Heller, Daniel A. (2004). Teachers Wanted: Attracting and Retaining Good Teachers. Alexandria, VA: Association for Supervision and Curriculum Development.
Teachers Wanted: Attracting and Retaining Good Teachers offers a direct, concise look at the challenges America’s public school system faces. Author David A. Heller—a veteran administrator and teacher—provides potential solutions toward the appropriate recruitment and successful retention of K-12 instructors. “Regardless of the political or economic situation,” writes Heller, “we have to take a long, critical look at the conditions under which we train teachers, ask them to work and remain in the field, and expect them to see themselves as true professionals” (p. 11). Pulling readily from academic and popular literature, as well as his own field experience, Heller’s work serves as a clear-cut, quick, and ultimately useful read.

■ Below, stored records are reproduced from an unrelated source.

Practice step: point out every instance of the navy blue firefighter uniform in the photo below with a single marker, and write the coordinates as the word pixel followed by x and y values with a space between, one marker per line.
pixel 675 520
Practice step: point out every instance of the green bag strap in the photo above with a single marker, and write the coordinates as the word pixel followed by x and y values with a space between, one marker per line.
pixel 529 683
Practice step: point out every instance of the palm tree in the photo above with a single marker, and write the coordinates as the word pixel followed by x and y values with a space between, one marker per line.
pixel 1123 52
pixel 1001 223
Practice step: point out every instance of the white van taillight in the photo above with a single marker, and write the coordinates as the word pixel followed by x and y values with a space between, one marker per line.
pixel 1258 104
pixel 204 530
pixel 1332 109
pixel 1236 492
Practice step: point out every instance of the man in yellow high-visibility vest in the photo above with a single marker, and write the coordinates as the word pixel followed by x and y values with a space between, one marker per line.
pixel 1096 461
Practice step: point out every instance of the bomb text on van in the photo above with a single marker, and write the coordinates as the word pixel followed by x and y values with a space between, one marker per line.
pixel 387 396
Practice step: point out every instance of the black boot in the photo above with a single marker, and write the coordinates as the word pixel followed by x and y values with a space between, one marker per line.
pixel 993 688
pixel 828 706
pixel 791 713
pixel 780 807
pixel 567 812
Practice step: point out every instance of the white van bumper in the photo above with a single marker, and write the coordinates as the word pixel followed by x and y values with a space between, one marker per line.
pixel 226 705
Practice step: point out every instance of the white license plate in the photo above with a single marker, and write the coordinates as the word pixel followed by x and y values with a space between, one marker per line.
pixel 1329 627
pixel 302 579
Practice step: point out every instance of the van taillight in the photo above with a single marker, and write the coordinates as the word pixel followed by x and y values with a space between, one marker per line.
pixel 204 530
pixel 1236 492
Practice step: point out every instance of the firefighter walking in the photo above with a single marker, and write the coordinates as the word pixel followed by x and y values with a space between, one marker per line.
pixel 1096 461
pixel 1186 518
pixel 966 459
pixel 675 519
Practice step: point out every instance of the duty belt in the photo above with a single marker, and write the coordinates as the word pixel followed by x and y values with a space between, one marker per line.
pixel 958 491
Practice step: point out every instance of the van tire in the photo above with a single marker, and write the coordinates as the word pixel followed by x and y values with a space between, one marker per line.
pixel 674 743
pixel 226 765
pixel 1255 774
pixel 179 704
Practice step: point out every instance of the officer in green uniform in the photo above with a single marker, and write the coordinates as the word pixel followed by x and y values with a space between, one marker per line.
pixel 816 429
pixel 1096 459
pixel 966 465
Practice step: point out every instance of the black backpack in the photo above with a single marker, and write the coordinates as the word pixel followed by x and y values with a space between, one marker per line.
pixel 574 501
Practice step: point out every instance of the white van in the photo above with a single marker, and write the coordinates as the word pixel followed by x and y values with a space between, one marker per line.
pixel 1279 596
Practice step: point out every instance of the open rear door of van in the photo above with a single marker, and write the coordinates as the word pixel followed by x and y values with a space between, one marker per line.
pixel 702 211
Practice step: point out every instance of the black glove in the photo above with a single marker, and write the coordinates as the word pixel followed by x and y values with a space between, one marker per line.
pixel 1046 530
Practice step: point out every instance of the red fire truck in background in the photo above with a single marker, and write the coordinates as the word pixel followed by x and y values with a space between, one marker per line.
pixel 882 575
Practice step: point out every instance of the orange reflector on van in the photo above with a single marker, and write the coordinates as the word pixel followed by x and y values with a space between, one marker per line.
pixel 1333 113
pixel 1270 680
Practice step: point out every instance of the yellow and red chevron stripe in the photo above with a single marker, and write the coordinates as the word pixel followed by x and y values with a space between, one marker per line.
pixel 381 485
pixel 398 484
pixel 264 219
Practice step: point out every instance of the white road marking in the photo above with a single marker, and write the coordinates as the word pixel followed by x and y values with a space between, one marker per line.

Promoting four “models” of response--preservice, induction, inservice, and retention-- Teachers Wanted pushes for a critical approach to the idea of public education. The educator-shortage issue is a challenging reality, says Heller, but it also presents a unique opportunity for an inspired kind of revival. Although he argues that the solutions are necessarily “complex, difficult, and nontraditional,” his presentation of them is patent and considerably simple—perhaps a bit too simple. At times, the models suffer from being somewhat surface—and subsequently reductionist--in their approach. At other times, one questions how much impact their implementation can really have. “I do not see the value in revolution,” Heller tells us at one point. “Revolutions leave too much damage in their wakes” (p. 99). Given this viewpoint, suggestions for change can seem timid or even uninspired. They lack a certain bold or creative ingenuity.
At the core of Heller’s argument lies the necessity for a shift in how teachers themselves—both in the college classroom, and onsite—are taught. It is the frontloading of responsibilities placed upon rookie instructors that oftentimes leads to frustration, exhaustion, and eventual burnout. From serving as curricula writers to counselors and club advisors, “there seems to be no end to the duties required of teachers,” argues Heller (p. 4). Part of his solution then, involves providing education students an accurate, sincere sense for what it is like to be a teacher today. For Heller, this means giving college students full exposure to the public school system -- including its teachers and classrooms -- from their freshman year through graduation. The scholarly emphasis on pedagogy and theory on schools of education is important, but must be adequately supplemented with practical, hands-on experience.
According to Heller, attrition can also be more fully managed through mentoring programs between senior and junior teachers; by implementing rigorous, ongoing inservice training initiatives, and through the successful cultivation of a rich, supportive learning environment. In a chapter dedicated to what he calls ‘Induction Programs,” Heller asks for a re-examination of common teaching-assignment practice. “Assigning classes purely on the basis of seniority, with the best going to the most veteran teachers,” writes Heller, “is entirely inappropriate" (p. 38). Instead, he describes an alternate approach: one that discourages new teachers from receiving all freshmen, or remedial class-assignments.
Many of Heller’s suggestions place the onus of change on the shoulders of principals. Teachers Wanted asks them to be not just managers, or groundskeepers, but true leaders. “We must find ways to strip the principal’s role of as many managerial functions as possible,” argues Heller, “even if this means hiring a separate school manager, to create the time needed for the principal to provide educational leadership” (p. 96). The tendency for effective teachers to be put in administrative roles is one that Heller also expresses a healthy brand of skepticism toward. The assumption shouldn’t be made, he argues, that strong teachers necessarily make strong administrators.
It is also up to the principals to cultivate and maintain an environment supportive of professional development. In a chapter dedicated to inservice programming, Heller underscores the importance of creating a fertile learning community for teachers and administrators. He advocates for the use of, what he calls, “daily, embedded” inexpensive, in-house programs that work to support staff. It is through the creation of an "atmosphere of learning” that teachers will feel empowered, and be encouraged to grow professionally. “Success,” writes Heller, “will be at the result of courage, risk, and will, as it should be. After all, we are speaking of the preparation and care of our children” (p. 107). Teachers Wanted offers readers a relatively realistic roadmap. It provides practical, convincing insight toward addressing the shifting needs and responsibilities defining of many school communities today.